Stonehenge Begins to Yield Its Secrets
Discoveries in the past decade have revealed more about the people for whom Stonehenge and nearby monuments held great meaning.
AMESBURY, England — About 6,300 years ago, a tree here toppled over.
For the ancients in this part of southern England, it created a prime real estate opportunity — next to a spring and near attractive hunting grounds.
According to David Jacques, an archaeologist at the University of Buckingham, mud was pressed into the pulled-up roots, turning them into a wall. Nearby, a post was inserted into a hole, and that may have held up a roof of reeds or animal skin.
It was, he said, a house, one of the earliest in England.
Last month, in the latest excavation at a site known as Blick Mead, Mr. Jacques and his team dug a trench 40 feet long, 23 feet wide and 5 feet deep, examining this structure and its surroundings. They found a hearth with chunks of heat-cracked flint, pieces of bone, flakes of flint used for arrowheads and cutting tools, and ocher pods that may have been used as a pigment.
“There’s noise here,” Mr. Jacques said, imagining the goings-on in 4300 B.C. “There’s people here doing stuff. Just like us.

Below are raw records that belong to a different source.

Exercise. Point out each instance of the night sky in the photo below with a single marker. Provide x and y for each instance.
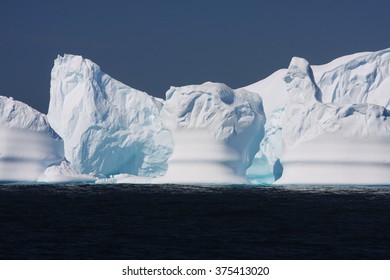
(151, 45)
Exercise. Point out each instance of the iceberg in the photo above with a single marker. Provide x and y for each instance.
(28, 145)
(108, 128)
(353, 79)
(328, 143)
(216, 132)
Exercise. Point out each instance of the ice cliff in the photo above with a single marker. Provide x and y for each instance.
(326, 124)
(108, 128)
(362, 78)
(28, 145)
(216, 133)
(328, 143)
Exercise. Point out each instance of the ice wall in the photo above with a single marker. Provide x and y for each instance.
(108, 128)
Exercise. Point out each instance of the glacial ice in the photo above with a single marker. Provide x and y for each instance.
(216, 132)
(353, 79)
(108, 128)
(326, 124)
(328, 143)
(28, 145)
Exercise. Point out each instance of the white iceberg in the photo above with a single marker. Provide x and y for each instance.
(28, 145)
(328, 143)
(108, 128)
(352, 79)
(216, 132)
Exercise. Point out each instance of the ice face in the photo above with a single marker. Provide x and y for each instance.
(28, 145)
(216, 132)
(358, 78)
(331, 143)
(108, 128)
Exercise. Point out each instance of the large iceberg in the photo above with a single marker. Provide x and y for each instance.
(28, 145)
(353, 79)
(108, 128)
(216, 132)
(328, 143)
(326, 124)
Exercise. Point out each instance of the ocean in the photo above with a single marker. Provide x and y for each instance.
(193, 222)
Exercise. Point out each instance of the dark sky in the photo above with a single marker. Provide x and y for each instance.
(150, 45)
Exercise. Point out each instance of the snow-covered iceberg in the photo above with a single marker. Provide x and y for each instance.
(108, 128)
(28, 145)
(216, 133)
(353, 79)
(328, 143)
(30, 150)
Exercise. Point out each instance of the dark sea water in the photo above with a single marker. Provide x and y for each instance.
(187, 222)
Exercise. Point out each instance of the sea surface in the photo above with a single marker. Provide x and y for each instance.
(193, 222)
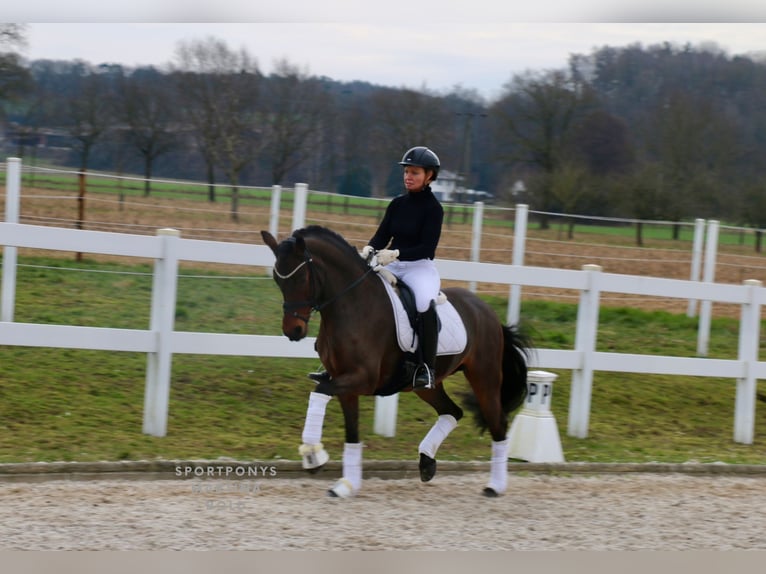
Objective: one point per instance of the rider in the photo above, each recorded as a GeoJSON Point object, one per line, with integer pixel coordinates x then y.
{"type": "Point", "coordinates": [406, 242]}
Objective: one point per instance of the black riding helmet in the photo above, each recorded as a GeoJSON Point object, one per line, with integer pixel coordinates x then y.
{"type": "Point", "coordinates": [421, 156]}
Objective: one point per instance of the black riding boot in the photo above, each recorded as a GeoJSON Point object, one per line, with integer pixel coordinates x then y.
{"type": "Point", "coordinates": [428, 333]}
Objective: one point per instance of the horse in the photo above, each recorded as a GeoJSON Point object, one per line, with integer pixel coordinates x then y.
{"type": "Point", "coordinates": [317, 270]}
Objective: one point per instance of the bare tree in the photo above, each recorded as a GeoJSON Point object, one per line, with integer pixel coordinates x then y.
{"type": "Point", "coordinates": [14, 77]}
{"type": "Point", "coordinates": [220, 89]}
{"type": "Point", "coordinates": [535, 121]}
{"type": "Point", "coordinates": [297, 105]}
{"type": "Point", "coordinates": [146, 106]}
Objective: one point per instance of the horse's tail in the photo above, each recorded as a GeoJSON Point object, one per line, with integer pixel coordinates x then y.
{"type": "Point", "coordinates": [513, 390]}
{"type": "Point", "coordinates": [516, 346]}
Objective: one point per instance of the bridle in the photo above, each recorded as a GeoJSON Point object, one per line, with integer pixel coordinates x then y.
{"type": "Point", "coordinates": [315, 285]}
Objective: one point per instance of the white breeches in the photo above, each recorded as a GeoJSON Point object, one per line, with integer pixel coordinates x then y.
{"type": "Point", "coordinates": [422, 277]}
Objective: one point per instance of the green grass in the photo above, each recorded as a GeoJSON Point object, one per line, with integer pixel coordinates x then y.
{"type": "Point", "coordinates": [58, 404]}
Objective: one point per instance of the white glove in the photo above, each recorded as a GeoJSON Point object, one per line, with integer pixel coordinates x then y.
{"type": "Point", "coordinates": [386, 256]}
{"type": "Point", "coordinates": [367, 252]}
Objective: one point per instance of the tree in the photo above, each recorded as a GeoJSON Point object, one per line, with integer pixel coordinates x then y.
{"type": "Point", "coordinates": [535, 122]}
{"type": "Point", "coordinates": [219, 88]}
{"type": "Point", "coordinates": [15, 79]}
{"type": "Point", "coordinates": [146, 107]}
{"type": "Point", "coordinates": [297, 105]}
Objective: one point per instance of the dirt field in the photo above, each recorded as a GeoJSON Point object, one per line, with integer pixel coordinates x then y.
{"type": "Point", "coordinates": [539, 512]}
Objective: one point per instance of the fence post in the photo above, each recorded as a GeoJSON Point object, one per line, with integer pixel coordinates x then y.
{"type": "Point", "coordinates": [12, 201]}
{"type": "Point", "coordinates": [385, 415]}
{"type": "Point", "coordinates": [749, 338]}
{"type": "Point", "coordinates": [699, 235]}
{"type": "Point", "coordinates": [708, 276]}
{"type": "Point", "coordinates": [585, 344]}
{"type": "Point", "coordinates": [299, 205]}
{"type": "Point", "coordinates": [276, 198]}
{"type": "Point", "coordinates": [519, 244]}
{"type": "Point", "coordinates": [478, 218]}
{"type": "Point", "coordinates": [164, 282]}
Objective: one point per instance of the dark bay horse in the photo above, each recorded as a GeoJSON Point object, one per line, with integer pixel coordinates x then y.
{"type": "Point", "coordinates": [317, 270]}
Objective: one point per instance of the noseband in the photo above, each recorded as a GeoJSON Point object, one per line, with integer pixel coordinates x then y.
{"type": "Point", "coordinates": [308, 262]}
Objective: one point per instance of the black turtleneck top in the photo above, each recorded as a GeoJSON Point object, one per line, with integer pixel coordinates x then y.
{"type": "Point", "coordinates": [412, 224]}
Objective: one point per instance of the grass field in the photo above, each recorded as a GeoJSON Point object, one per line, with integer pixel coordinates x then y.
{"type": "Point", "coordinates": [60, 404]}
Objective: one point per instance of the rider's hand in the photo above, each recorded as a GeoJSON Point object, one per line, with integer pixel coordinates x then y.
{"type": "Point", "coordinates": [367, 252]}
{"type": "Point", "coordinates": [386, 256]}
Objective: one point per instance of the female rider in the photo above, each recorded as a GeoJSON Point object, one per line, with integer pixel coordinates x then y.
{"type": "Point", "coordinates": [405, 242]}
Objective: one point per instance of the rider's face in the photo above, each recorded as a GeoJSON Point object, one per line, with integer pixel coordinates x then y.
{"type": "Point", "coordinates": [415, 178]}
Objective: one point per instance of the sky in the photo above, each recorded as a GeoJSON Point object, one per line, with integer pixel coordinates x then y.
{"type": "Point", "coordinates": [439, 45]}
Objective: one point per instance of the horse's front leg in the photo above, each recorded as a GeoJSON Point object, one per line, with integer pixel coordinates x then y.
{"type": "Point", "coordinates": [312, 451]}
{"type": "Point", "coordinates": [351, 481]}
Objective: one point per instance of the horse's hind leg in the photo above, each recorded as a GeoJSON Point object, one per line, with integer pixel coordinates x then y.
{"type": "Point", "coordinates": [312, 452]}
{"type": "Point", "coordinates": [449, 414]}
{"type": "Point", "coordinates": [351, 481]}
{"type": "Point", "coordinates": [489, 403]}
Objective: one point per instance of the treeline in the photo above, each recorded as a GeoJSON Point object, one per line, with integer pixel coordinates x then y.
{"type": "Point", "coordinates": [659, 132]}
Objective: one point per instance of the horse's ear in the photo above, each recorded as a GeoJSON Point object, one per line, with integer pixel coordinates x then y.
{"type": "Point", "coordinates": [300, 244]}
{"type": "Point", "coordinates": [269, 240]}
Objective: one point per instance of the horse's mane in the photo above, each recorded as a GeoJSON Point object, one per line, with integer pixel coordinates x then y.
{"type": "Point", "coordinates": [329, 236]}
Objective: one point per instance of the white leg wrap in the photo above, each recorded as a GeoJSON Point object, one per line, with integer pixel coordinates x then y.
{"type": "Point", "coordinates": [312, 428]}
{"type": "Point", "coordinates": [498, 473]}
{"type": "Point", "coordinates": [444, 425]}
{"type": "Point", "coordinates": [314, 455]}
{"type": "Point", "coordinates": [352, 471]}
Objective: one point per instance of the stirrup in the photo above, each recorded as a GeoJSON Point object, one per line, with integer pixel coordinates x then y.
{"type": "Point", "coordinates": [421, 382]}
{"type": "Point", "coordinates": [320, 377]}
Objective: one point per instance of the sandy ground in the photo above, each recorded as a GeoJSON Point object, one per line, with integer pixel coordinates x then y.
{"type": "Point", "coordinates": [539, 512]}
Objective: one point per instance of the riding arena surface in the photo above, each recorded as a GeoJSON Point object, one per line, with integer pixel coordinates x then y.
{"type": "Point", "coordinates": [560, 511]}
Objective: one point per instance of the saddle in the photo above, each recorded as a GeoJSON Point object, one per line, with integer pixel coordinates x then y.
{"type": "Point", "coordinates": [452, 333]}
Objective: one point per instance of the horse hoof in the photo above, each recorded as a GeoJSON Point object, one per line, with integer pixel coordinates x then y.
{"type": "Point", "coordinates": [314, 457]}
{"type": "Point", "coordinates": [427, 467]}
{"type": "Point", "coordinates": [342, 489]}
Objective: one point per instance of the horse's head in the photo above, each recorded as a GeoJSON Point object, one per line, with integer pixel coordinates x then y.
{"type": "Point", "coordinates": [293, 274]}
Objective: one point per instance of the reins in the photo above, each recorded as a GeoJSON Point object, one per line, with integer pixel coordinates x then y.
{"type": "Point", "coordinates": [315, 305]}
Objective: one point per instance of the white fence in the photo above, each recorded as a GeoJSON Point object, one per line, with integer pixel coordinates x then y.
{"type": "Point", "coordinates": [161, 341]}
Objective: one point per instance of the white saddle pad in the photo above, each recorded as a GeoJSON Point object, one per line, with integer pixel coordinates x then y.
{"type": "Point", "coordinates": [452, 337]}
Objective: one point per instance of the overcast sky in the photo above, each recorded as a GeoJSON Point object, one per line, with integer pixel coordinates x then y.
{"type": "Point", "coordinates": [437, 44]}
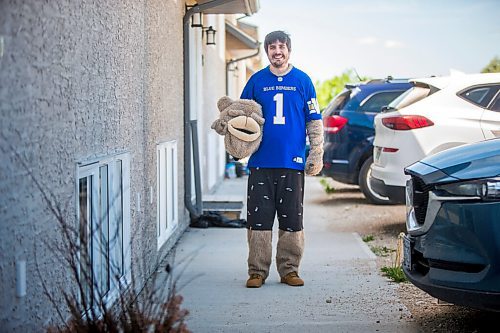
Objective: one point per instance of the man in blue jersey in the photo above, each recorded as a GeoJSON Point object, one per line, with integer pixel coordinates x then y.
{"type": "Point", "coordinates": [276, 180]}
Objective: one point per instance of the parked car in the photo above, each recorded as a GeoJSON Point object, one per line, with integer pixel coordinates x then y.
{"type": "Point", "coordinates": [348, 127]}
{"type": "Point", "coordinates": [436, 114]}
{"type": "Point", "coordinates": [452, 248]}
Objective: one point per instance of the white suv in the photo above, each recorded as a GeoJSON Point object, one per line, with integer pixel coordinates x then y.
{"type": "Point", "coordinates": [436, 114]}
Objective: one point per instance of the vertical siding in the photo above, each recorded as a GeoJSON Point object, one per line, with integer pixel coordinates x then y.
{"type": "Point", "coordinates": [79, 80]}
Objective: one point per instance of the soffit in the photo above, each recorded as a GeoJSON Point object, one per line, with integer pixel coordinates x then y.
{"type": "Point", "coordinates": [248, 7]}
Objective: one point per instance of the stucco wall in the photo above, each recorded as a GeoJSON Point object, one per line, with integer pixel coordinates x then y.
{"type": "Point", "coordinates": [80, 80]}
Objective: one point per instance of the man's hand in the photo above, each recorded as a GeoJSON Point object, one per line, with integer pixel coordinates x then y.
{"type": "Point", "coordinates": [314, 162]}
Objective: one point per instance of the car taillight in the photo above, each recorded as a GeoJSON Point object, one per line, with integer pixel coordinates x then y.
{"type": "Point", "coordinates": [405, 123]}
{"type": "Point", "coordinates": [333, 124]}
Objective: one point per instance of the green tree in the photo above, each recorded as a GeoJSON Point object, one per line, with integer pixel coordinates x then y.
{"type": "Point", "coordinates": [493, 66]}
{"type": "Point", "coordinates": [328, 89]}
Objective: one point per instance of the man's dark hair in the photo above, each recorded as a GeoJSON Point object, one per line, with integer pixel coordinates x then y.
{"type": "Point", "coordinates": [280, 36]}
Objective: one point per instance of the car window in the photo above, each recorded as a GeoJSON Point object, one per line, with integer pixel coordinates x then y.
{"type": "Point", "coordinates": [375, 102]}
{"type": "Point", "coordinates": [337, 103]}
{"type": "Point", "coordinates": [495, 105]}
{"type": "Point", "coordinates": [412, 95]}
{"type": "Point", "coordinates": [481, 95]}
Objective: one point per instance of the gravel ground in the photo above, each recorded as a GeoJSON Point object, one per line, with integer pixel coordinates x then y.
{"type": "Point", "coordinates": [384, 224]}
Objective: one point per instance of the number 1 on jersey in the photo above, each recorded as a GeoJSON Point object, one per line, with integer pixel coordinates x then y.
{"type": "Point", "coordinates": [279, 119]}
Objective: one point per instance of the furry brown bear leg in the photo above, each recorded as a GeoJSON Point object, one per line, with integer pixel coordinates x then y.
{"type": "Point", "coordinates": [259, 252]}
{"type": "Point", "coordinates": [289, 252]}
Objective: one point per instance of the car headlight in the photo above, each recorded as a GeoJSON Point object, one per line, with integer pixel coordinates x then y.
{"type": "Point", "coordinates": [486, 189]}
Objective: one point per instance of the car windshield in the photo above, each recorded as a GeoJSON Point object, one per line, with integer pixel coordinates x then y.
{"type": "Point", "coordinates": [412, 95]}
{"type": "Point", "coordinates": [337, 103]}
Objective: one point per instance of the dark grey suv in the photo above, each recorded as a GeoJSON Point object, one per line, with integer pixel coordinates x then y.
{"type": "Point", "coordinates": [349, 131]}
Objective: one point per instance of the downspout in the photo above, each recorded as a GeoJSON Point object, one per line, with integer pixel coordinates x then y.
{"type": "Point", "coordinates": [232, 61]}
{"type": "Point", "coordinates": [190, 126]}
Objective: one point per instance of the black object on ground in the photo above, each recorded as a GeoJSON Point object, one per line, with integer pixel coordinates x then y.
{"type": "Point", "coordinates": [216, 219]}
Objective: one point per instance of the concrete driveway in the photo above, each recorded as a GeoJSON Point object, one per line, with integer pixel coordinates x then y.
{"type": "Point", "coordinates": [343, 291]}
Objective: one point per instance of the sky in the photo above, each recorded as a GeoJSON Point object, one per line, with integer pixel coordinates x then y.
{"type": "Point", "coordinates": [377, 38]}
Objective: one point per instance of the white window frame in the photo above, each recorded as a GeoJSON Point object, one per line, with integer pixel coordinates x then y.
{"type": "Point", "coordinates": [118, 259]}
{"type": "Point", "coordinates": [167, 191]}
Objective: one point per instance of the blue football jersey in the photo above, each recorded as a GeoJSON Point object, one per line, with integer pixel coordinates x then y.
{"type": "Point", "coordinates": [288, 103]}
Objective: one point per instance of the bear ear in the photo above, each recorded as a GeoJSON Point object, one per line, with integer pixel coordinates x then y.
{"type": "Point", "coordinates": [224, 102]}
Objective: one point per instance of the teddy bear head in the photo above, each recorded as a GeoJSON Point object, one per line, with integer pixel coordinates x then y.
{"type": "Point", "coordinates": [240, 122]}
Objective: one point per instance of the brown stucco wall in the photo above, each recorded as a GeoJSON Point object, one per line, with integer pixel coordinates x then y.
{"type": "Point", "coordinates": [80, 80]}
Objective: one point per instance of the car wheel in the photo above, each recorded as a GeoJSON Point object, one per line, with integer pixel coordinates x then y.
{"type": "Point", "coordinates": [365, 187]}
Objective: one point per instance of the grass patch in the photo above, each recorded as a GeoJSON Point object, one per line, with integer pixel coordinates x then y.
{"type": "Point", "coordinates": [396, 274]}
{"type": "Point", "coordinates": [381, 251]}
{"type": "Point", "coordinates": [326, 185]}
{"type": "Point", "coordinates": [368, 238]}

Same kids and worries.”
About a mile away is Stonehenge.
For Mr. Jacques, the house is part of the story of Stonehenge, even though the occupants of the Blick Mead home never saw that assemblage of massive stones. The beginnings of Stonehenge were more than a millennium in the future.
But Blick Mead, he said, helps fill in the sweep of hunter-gatherers who became farmers and then built Stonehenge and other prehistoric monuments dotting the English countryside.
“This is the first unknown chapter of Stonehenge,” Mr. Jacques said.